Yakin H. Robert Nitiyudo Atasi SP CSR
Catatan:
Nophein Kress Ayang, Tokoh Pemuda Adat Kao
SEBELUM MASUK pada managemen Gosowong, saya mulai dengan sedikit cacatan laporan Kementerian Keuangan RI, di mana disampaikan bahwa Dunia Industri Pertambangan Mineral dan Batubara di Indonesia pada tahun 2020, merupakan pemasok kedua terbesar Pendapatan Negara Bukan Pajak (PNBP) setelah Minyak dan Gas Bumi, (Kemenkeu.go.id).

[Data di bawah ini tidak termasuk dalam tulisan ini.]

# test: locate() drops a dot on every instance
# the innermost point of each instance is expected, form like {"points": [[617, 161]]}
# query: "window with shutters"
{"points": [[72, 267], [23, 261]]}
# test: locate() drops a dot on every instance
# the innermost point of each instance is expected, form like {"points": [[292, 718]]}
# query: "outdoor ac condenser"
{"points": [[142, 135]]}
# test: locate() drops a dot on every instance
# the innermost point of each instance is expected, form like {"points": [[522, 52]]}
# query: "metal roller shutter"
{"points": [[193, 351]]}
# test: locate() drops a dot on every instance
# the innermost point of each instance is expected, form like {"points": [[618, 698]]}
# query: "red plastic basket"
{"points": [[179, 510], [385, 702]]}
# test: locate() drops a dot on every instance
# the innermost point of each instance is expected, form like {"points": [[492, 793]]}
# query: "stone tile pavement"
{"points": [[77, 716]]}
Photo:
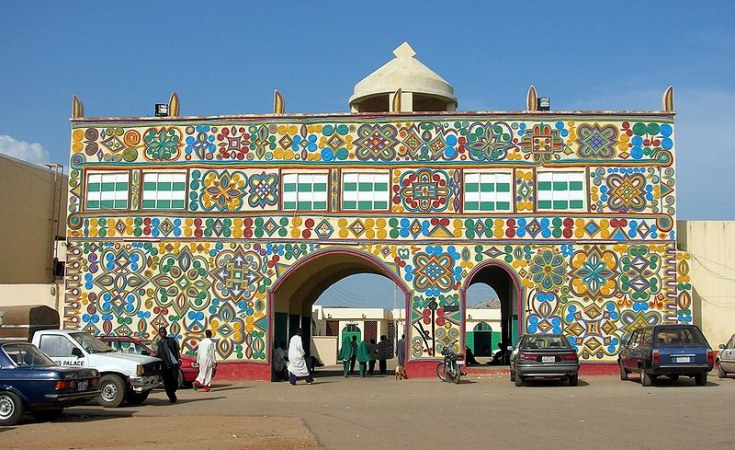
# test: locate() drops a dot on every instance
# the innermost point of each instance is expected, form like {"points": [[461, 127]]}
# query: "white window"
{"points": [[107, 190], [365, 191], [488, 192], [305, 192], [560, 191], [164, 190]]}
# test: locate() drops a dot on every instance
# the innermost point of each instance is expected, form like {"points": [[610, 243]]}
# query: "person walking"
{"points": [[401, 351], [382, 353], [297, 368], [353, 343], [363, 356], [371, 361], [346, 353], [167, 349], [206, 361]]}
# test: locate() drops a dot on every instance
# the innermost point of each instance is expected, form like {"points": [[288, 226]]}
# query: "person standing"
{"points": [[363, 356], [297, 368], [401, 351], [206, 361], [371, 361], [382, 353], [353, 343], [167, 349], [346, 353]]}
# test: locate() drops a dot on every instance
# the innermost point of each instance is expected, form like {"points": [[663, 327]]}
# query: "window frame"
{"points": [[494, 173], [299, 174], [102, 174], [157, 173], [582, 174], [357, 207]]}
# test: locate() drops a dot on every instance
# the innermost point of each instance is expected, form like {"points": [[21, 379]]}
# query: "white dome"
{"points": [[406, 73]]}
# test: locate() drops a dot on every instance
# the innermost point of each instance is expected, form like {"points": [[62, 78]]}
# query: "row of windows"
{"points": [[483, 192]]}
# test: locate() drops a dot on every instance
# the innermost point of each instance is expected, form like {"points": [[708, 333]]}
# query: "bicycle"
{"points": [[448, 369]]}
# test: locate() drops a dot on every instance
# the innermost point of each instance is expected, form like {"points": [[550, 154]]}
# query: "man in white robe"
{"points": [[297, 368], [206, 361]]}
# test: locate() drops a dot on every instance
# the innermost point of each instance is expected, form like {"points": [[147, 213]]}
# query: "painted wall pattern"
{"points": [[594, 274]]}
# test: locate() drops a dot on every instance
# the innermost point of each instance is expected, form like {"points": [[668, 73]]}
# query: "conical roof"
{"points": [[408, 74]]}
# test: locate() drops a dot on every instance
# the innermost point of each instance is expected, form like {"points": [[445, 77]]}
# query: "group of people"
{"points": [[366, 353], [167, 350]]}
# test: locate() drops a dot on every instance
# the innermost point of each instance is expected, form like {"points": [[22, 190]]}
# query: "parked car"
{"points": [[544, 356], [725, 361], [670, 350], [30, 381], [188, 370], [125, 378]]}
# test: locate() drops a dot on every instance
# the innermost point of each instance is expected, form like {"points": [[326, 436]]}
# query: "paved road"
{"points": [[481, 412]]}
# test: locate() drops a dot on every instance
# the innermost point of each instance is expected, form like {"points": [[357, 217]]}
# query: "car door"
{"points": [[727, 357], [62, 350]]}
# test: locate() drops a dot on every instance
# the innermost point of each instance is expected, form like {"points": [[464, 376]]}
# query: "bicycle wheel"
{"points": [[441, 371]]}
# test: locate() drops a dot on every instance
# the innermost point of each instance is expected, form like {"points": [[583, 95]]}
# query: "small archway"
{"points": [[297, 289], [506, 284]]}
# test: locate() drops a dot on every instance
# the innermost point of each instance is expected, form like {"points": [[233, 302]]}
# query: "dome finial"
{"points": [[404, 51]]}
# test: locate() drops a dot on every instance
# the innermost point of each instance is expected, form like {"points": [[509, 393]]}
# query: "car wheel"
{"points": [[720, 371], [48, 415], [623, 372], [645, 378], [135, 398], [11, 409], [574, 379], [112, 391], [701, 378]]}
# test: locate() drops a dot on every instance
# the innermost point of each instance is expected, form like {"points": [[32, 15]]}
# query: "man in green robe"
{"points": [[346, 353], [363, 356]]}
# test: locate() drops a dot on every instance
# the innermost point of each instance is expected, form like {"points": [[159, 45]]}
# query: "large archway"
{"points": [[296, 290], [506, 284]]}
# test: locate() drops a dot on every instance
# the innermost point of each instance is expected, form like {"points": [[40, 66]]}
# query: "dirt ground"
{"points": [[484, 411], [172, 432]]}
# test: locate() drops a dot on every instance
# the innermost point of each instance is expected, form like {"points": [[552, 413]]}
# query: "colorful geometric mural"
{"points": [[593, 272]]}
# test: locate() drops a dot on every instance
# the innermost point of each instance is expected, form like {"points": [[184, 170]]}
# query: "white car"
{"points": [[725, 362]]}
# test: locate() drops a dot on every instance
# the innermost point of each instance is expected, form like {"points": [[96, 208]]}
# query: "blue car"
{"points": [[31, 382], [666, 350]]}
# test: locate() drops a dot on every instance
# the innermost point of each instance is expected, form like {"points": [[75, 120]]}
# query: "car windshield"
{"points": [[27, 355], [547, 342], [90, 343], [679, 337]]}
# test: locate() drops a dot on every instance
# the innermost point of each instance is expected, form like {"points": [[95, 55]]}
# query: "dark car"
{"points": [[188, 370], [669, 350], [544, 356], [30, 381]]}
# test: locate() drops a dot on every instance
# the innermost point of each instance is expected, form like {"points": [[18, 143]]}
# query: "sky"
{"points": [[121, 58]]}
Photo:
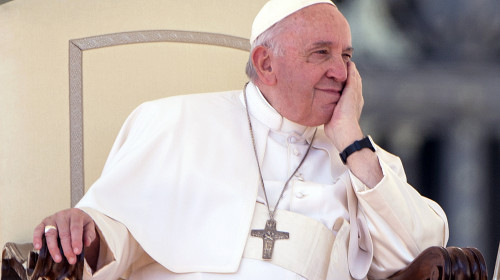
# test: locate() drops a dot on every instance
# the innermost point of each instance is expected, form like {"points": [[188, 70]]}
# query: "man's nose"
{"points": [[337, 69]]}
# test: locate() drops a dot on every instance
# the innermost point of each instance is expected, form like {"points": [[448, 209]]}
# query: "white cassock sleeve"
{"points": [[401, 222], [117, 252]]}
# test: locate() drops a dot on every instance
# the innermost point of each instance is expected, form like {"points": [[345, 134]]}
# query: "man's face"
{"points": [[312, 72]]}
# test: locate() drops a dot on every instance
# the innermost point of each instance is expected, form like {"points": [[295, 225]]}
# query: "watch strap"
{"points": [[356, 146]]}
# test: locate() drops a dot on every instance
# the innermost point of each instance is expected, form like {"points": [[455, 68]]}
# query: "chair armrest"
{"points": [[21, 261], [445, 264]]}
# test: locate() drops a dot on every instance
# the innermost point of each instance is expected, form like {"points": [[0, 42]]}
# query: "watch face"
{"points": [[356, 146]]}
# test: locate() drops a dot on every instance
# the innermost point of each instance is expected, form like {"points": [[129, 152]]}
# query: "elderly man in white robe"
{"points": [[274, 181]]}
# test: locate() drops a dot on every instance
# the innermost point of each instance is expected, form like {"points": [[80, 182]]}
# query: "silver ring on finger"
{"points": [[49, 228]]}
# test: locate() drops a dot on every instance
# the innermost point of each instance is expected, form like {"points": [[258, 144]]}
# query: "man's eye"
{"points": [[347, 56]]}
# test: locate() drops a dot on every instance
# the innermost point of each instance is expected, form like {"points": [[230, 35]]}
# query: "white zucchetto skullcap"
{"points": [[276, 10]]}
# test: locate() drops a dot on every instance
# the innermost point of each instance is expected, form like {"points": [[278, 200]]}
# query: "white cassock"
{"points": [[180, 193]]}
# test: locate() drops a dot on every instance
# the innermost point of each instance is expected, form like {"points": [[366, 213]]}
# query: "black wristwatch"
{"points": [[356, 146]]}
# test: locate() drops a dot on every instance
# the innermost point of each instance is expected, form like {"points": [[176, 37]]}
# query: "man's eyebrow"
{"points": [[329, 43]]}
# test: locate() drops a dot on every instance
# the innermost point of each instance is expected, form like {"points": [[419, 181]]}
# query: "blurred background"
{"points": [[431, 82]]}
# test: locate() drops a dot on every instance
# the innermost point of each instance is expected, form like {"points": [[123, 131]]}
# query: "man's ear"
{"points": [[261, 57]]}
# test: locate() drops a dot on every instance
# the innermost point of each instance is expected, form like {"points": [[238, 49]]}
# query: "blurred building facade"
{"points": [[430, 78]]}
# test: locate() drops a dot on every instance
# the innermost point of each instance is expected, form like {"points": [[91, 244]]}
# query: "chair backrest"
{"points": [[71, 72]]}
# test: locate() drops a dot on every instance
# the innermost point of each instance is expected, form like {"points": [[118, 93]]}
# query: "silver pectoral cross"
{"points": [[269, 234]]}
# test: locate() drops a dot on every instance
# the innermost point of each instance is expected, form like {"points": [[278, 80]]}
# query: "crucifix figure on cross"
{"points": [[269, 234]]}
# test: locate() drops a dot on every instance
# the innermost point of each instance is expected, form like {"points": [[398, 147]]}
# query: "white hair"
{"points": [[268, 39]]}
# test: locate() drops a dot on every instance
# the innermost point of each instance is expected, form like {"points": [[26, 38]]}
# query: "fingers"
{"points": [[73, 227]]}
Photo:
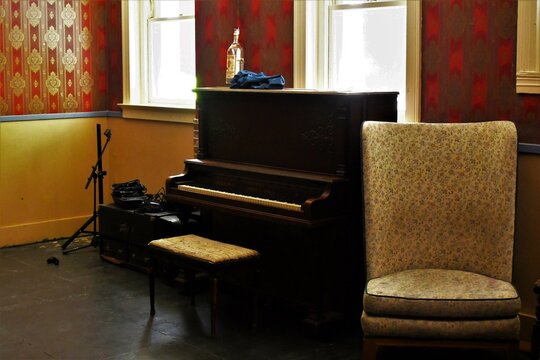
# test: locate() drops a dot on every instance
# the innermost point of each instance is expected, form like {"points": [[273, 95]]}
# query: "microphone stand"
{"points": [[96, 176]]}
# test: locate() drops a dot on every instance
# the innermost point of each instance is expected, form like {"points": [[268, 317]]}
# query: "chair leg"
{"points": [[151, 284], [213, 304], [370, 349], [512, 351]]}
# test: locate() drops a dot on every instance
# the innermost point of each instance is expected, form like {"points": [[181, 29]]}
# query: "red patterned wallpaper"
{"points": [[54, 55], [469, 65], [266, 33]]}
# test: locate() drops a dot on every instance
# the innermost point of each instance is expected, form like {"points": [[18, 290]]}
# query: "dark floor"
{"points": [[87, 308]]}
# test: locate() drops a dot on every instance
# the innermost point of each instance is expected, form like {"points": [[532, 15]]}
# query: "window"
{"points": [[360, 46], [528, 37], [161, 41]]}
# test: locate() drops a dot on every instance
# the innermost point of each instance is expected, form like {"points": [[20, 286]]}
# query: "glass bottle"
{"points": [[235, 57]]}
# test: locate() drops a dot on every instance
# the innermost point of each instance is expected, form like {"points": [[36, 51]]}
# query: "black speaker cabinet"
{"points": [[125, 233]]}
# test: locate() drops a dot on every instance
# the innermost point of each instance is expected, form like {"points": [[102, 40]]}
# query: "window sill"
{"points": [[528, 82], [158, 113]]}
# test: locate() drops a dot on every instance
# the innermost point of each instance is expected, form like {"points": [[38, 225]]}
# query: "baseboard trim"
{"points": [[21, 234]]}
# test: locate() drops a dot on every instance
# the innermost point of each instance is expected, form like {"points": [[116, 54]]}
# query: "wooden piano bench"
{"points": [[194, 253]]}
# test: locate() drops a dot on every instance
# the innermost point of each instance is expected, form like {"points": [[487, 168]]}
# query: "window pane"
{"points": [[173, 8], [171, 60], [368, 50]]}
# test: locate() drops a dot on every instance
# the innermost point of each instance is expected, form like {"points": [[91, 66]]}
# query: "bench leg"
{"points": [[191, 285], [213, 304], [255, 318], [151, 284]]}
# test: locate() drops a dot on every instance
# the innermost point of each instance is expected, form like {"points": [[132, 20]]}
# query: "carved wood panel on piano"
{"points": [[279, 171]]}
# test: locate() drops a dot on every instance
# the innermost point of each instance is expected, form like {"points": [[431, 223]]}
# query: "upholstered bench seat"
{"points": [[198, 248], [195, 253], [441, 293]]}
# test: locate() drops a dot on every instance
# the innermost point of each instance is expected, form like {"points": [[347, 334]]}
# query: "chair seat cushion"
{"points": [[202, 249], [440, 293], [455, 329]]}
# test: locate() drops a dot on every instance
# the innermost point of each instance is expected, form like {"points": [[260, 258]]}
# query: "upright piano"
{"points": [[280, 171]]}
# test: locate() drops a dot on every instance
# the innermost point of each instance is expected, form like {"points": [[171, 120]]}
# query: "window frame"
{"points": [[135, 71], [528, 47], [311, 33]]}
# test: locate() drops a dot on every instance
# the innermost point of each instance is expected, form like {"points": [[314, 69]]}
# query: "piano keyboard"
{"points": [[239, 197]]}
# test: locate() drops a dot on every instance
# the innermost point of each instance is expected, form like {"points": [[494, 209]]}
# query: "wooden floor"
{"points": [[87, 308]]}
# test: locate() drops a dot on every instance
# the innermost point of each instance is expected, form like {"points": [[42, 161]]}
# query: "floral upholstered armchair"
{"points": [[439, 202]]}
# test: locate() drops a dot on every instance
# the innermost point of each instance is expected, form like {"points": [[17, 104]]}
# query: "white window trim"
{"points": [[312, 75], [528, 47], [132, 106]]}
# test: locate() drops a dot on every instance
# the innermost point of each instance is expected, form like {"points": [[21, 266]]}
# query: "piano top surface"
{"points": [[289, 91]]}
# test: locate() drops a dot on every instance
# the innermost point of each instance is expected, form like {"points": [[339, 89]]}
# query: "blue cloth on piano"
{"points": [[246, 79]]}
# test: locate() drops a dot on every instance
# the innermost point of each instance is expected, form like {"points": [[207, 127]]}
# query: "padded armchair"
{"points": [[439, 203]]}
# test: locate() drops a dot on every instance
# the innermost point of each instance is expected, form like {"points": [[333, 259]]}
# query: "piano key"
{"points": [[240, 197]]}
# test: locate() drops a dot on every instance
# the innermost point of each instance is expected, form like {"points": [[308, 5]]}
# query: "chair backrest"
{"points": [[439, 196]]}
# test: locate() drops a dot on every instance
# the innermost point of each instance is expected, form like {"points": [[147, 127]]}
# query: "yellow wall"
{"points": [[45, 164]]}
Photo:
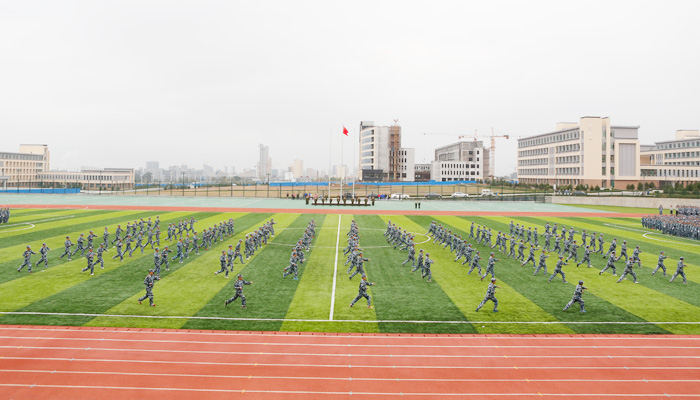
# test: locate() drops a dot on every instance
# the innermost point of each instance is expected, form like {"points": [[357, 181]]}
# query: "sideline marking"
{"points": [[645, 233], [356, 320], [341, 378], [335, 269], [31, 224]]}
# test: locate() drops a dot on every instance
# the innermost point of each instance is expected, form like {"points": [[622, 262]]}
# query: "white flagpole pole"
{"points": [[342, 142], [354, 157], [330, 147]]}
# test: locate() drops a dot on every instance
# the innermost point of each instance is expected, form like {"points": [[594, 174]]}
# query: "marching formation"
{"points": [[4, 215], [297, 257], [566, 247]]}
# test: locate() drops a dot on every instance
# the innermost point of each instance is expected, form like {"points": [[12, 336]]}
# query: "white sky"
{"points": [[119, 83]]}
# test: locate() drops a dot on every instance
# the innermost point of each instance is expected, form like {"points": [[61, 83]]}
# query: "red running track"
{"points": [[344, 211], [40, 362]]}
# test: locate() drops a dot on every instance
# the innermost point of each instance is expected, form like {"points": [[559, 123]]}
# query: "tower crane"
{"points": [[492, 150]]}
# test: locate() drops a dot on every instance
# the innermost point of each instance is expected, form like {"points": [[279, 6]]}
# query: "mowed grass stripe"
{"points": [[689, 293], [269, 296], [404, 295], [649, 256], [312, 299], [346, 290], [185, 290], [99, 293], [467, 291], [82, 220], [551, 297], [630, 297], [8, 269], [30, 288]]}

Jika dunia industri Pertambangan Mineral dan Batubara telah menjadi penyangga utama ekonomi bangsa kita, maka sudah seharusnya kesejahteraan Masyarakat yang berada tepat dilingkungan sekitar operasional sebuah perusahaan pertambangan menjadi skala prioritas. Selanjutnya Menurut Dimas Chaidir Adinugroho, “Setiap Perusahaan Pertambangan wajib memiliki Kaidah Good Mining Practice: Kaidah Penambangan yang baik dan turut berkontribusi untuk menaati aturan-aturan yang berlaku.
Ada 6 Aspek sebagai ukuran Kaidah Good Mining Practice: 1. Aspek Perizinan dan Legalitas Perusahaan Tambang. 2. Sistem Eksprolarasi, Study Kelayakan, Eksploitasi, dan Pengolahan Bahan Galian yang Baik dan Terencana. 3. Aspek Keselamatan dan Kesehatan Kerja (K3). 4. Aspek Lingkungan Hidup. 5. Aspek Hak Asasi Manusia atau Hak-Hak Masyarakat Sekitar. 6. Aspek Penutupan Tambang atau Pasca Tambang yang Berkelanjutan.
Dari catatan singkat di atas, Kita akan membahas Performa Managemen PT Nusa Halmahera Mineral dimulai dari kurun waktu transisi peralihan Saham Newcrest ke PT Indotan Halmahera Bangkit (IHB), satu tahun terakhir ini.
Sepakat ataupun tidak, saya melihat sepertinya PT NHM memiliki dua kebudayaan yang ditampilkan, Pertama: Kebudayaan PT. Indotan Halmahera Bangkit (PT. IHB) yang dengan spektakuler diperankan olah Bpk H. Robert Nitiyudo, suatu budaya yang humanis, komunikatif, transparan dan terukur sosial kemanusiannya.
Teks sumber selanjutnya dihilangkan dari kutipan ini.